La surenchère s’exprimait sur le terrain puisqu’Al-Qaeda a cherché à défier le Hamas en août 2009 en proclamant la « création d’un émirat islamique » à Gaza. Des heurts ont ainsi entrainé la mort de huit militants et 80 personnes ont été blessées. Il est acquis que le groupe inspiré par Oussama ben Laden a réalisé l’enlèvement du soldat Guilad Shalit en liaison cependant avec le Hamas. Il a même réussi à débaucher quelques djihadistes qui ont constitué « l’armée des Croyants » en affirmant : « nous n’avons pas de liens organiques avec Al-Qaeda mais nous partageons son idéologie ».
Les israéliens voyaient d’un mauvais œil le développement à Gaza de groupes à l’idéologie radicale qui poussaient le Hamas à refuser la trêve conclue avec Israël et qui appliquaient à la lettre les directives de leur inspirateur. Ben Laden avait exigé d’internationaliser le combat des palestiniens en formant en Afghanistan de nombreux volontaires étrangers, dont une dizaine de français, qui ont réussi à s’introduire à Gaza depuis l’Egypte et qui ont radicalisé les méthodes de combats des palestiniens. Le plus grand groupe Al-Qaeda dans la bande de Gaza, Al-Tahwir Al-Jihad, serait d’ailleurs à l’origine de l’enlèvement et de l’assassinat, le 14 avril, du militant pacifiste italien Vittorio Arrigoni.

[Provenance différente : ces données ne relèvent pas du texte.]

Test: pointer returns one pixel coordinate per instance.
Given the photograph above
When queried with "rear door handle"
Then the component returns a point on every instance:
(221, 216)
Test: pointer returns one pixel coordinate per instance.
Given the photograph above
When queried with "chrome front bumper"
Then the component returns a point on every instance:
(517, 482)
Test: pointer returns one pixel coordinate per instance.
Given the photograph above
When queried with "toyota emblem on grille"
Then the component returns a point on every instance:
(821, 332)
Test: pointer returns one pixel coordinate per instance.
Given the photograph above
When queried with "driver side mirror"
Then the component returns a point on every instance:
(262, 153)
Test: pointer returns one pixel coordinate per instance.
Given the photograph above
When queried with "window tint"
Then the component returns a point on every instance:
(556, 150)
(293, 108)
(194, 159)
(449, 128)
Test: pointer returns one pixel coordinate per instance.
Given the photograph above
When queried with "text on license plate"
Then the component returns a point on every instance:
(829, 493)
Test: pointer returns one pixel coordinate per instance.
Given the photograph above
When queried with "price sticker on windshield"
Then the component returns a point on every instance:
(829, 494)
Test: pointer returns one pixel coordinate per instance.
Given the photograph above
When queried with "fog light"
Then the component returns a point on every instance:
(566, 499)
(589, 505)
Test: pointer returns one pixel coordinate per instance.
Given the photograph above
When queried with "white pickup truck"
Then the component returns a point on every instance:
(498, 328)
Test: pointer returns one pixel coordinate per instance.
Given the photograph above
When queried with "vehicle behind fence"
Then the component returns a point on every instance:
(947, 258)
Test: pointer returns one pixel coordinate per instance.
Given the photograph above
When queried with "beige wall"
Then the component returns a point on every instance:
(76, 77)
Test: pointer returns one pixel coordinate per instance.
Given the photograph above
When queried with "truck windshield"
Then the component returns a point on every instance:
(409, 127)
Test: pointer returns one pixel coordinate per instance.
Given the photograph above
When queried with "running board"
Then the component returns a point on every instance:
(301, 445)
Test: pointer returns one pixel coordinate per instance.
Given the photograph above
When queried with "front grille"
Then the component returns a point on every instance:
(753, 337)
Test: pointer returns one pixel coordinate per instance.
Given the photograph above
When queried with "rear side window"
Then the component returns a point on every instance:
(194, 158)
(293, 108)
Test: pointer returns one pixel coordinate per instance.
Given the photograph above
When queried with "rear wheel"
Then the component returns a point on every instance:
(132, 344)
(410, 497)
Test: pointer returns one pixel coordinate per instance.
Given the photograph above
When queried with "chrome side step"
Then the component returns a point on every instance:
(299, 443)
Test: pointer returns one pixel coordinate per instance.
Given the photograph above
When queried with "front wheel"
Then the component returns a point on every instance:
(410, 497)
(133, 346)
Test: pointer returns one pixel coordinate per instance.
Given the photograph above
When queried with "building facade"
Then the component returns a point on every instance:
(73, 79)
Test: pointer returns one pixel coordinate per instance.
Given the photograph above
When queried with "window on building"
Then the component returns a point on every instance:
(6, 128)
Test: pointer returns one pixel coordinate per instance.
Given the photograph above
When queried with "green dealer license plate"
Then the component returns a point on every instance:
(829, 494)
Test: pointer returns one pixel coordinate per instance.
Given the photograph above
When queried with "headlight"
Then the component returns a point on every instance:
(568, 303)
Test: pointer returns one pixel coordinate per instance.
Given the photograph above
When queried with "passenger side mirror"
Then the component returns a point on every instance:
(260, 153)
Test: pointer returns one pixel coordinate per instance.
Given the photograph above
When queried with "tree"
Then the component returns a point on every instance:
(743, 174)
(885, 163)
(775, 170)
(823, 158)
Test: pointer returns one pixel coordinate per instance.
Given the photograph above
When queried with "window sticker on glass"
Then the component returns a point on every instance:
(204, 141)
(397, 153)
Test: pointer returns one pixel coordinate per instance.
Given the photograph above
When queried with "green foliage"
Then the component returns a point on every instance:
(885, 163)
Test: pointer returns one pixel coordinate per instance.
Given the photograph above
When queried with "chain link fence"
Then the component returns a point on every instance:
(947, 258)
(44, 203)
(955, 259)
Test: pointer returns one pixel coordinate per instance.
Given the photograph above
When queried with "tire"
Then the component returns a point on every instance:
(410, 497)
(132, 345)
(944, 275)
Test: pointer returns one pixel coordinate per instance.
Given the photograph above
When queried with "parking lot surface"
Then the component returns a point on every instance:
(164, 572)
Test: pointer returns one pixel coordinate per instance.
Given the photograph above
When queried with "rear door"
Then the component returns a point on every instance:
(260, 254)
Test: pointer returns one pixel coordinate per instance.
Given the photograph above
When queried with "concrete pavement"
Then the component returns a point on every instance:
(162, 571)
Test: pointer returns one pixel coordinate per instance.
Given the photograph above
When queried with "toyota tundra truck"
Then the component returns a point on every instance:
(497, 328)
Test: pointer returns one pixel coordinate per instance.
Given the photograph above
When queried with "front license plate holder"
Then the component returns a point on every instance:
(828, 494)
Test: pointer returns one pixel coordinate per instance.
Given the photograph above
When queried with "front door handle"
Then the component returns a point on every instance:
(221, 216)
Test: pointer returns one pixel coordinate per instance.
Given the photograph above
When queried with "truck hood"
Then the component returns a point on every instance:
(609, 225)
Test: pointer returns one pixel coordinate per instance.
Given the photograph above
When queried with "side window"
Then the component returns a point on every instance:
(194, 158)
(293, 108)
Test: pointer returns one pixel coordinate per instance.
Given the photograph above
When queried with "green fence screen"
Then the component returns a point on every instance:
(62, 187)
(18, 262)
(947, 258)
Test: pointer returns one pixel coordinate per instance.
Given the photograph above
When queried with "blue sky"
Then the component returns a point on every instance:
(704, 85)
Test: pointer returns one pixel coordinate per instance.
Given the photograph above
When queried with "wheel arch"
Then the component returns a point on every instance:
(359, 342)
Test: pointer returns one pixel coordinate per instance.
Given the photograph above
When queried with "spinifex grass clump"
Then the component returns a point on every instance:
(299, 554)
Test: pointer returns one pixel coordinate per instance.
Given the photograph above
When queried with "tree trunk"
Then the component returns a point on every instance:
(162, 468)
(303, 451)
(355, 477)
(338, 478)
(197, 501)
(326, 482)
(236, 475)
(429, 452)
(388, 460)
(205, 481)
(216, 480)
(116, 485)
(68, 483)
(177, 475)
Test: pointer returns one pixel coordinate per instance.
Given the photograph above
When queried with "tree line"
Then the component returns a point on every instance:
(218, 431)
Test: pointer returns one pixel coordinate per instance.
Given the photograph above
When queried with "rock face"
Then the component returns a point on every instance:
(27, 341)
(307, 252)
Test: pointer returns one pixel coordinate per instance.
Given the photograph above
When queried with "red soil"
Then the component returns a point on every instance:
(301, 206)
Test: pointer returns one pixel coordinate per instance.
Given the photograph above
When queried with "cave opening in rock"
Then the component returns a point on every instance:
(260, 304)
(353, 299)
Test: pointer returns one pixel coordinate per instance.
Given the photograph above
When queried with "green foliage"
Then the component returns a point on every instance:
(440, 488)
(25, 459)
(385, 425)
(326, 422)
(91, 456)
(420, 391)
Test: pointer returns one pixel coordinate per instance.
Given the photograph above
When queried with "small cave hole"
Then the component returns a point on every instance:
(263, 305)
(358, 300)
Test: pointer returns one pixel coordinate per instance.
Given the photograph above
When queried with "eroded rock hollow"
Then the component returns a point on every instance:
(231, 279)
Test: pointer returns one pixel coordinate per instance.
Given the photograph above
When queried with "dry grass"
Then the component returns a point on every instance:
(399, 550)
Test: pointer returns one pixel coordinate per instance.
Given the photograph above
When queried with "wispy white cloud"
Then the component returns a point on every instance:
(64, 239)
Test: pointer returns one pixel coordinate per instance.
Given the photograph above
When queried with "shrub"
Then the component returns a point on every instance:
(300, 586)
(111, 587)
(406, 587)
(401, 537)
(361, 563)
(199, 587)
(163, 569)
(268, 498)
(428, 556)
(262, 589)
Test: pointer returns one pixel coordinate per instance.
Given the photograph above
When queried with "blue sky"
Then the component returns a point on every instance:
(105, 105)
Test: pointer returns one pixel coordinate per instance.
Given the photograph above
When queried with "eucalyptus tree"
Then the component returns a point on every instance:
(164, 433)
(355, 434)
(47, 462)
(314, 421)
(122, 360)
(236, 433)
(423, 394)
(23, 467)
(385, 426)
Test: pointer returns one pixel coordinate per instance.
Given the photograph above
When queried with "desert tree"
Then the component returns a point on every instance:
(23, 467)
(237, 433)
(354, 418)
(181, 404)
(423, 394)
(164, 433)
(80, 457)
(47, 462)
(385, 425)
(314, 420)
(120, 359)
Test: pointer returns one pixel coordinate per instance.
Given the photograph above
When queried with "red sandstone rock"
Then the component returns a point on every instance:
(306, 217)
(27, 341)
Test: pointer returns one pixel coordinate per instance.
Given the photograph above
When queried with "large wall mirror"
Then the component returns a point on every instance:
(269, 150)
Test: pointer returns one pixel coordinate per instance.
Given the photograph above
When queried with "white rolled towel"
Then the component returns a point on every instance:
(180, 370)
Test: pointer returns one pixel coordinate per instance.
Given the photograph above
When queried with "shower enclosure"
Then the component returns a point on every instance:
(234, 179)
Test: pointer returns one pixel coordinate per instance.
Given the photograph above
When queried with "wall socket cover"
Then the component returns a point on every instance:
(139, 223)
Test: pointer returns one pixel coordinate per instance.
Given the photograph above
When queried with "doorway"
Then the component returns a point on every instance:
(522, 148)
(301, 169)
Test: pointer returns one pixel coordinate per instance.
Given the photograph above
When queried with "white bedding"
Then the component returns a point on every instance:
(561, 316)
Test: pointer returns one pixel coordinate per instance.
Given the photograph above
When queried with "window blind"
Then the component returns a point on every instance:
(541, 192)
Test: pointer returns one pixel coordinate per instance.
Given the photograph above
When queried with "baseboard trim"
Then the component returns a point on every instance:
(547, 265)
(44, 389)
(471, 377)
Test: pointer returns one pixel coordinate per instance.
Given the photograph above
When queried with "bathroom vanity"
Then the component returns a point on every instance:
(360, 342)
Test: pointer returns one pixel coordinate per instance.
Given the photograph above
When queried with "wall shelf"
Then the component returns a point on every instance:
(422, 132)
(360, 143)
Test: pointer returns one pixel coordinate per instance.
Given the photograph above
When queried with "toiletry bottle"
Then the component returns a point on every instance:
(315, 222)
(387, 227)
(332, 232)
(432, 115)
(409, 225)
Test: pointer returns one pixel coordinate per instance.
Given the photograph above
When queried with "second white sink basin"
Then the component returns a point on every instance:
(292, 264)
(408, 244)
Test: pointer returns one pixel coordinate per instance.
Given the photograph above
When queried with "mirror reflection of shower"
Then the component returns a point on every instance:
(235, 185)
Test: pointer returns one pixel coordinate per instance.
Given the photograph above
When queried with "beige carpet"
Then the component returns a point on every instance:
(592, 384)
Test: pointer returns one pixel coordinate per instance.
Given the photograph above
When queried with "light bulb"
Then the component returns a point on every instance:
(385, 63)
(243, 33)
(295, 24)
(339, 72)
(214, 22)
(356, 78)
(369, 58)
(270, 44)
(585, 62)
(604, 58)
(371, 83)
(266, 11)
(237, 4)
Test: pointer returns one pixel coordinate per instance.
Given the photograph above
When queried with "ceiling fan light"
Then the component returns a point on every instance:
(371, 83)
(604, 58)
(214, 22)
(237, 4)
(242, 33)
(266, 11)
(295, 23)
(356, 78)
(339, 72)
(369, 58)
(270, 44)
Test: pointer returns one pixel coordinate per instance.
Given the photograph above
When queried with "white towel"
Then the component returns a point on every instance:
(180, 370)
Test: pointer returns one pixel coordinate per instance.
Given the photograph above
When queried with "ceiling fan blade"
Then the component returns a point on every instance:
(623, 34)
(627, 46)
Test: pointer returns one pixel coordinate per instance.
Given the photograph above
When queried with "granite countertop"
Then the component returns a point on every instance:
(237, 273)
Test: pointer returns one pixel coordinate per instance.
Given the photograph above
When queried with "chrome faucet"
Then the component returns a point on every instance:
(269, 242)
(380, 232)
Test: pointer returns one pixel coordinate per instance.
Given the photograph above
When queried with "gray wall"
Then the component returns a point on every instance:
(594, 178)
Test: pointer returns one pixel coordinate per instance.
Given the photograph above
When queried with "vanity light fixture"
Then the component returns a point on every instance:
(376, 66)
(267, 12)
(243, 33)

La probable chute de Bassar Al-Assad, et par conséquence l’affaiblissement de l’influence de l’Iran au Proche-Orient, ainsi qu’à présent l’élimination du grand chef terroriste pourraient décourager les partisans radicaux du combat à outrance contre Israël. Une petite fenêtre semble s’ouvrir dans l’attente de la prise de fonction du remplaçant de Ben Laden. Ce succès américain semble cependant décevoir ceux des israéliens qui espéraient le départ de Barack Obama, jugé anti-israélien, qui se voit conforté dans son rôle de leader du monde libre. Il prouve qu’il a été plus efficace de George W. Bush et qu’il a préféré les actes aux paroles. Sa volonté de poursuivre les terroristes, partout où ils se cachent, enchante les partisans israéliens de la méthode forte qui pourraient à présent adouber le président américain.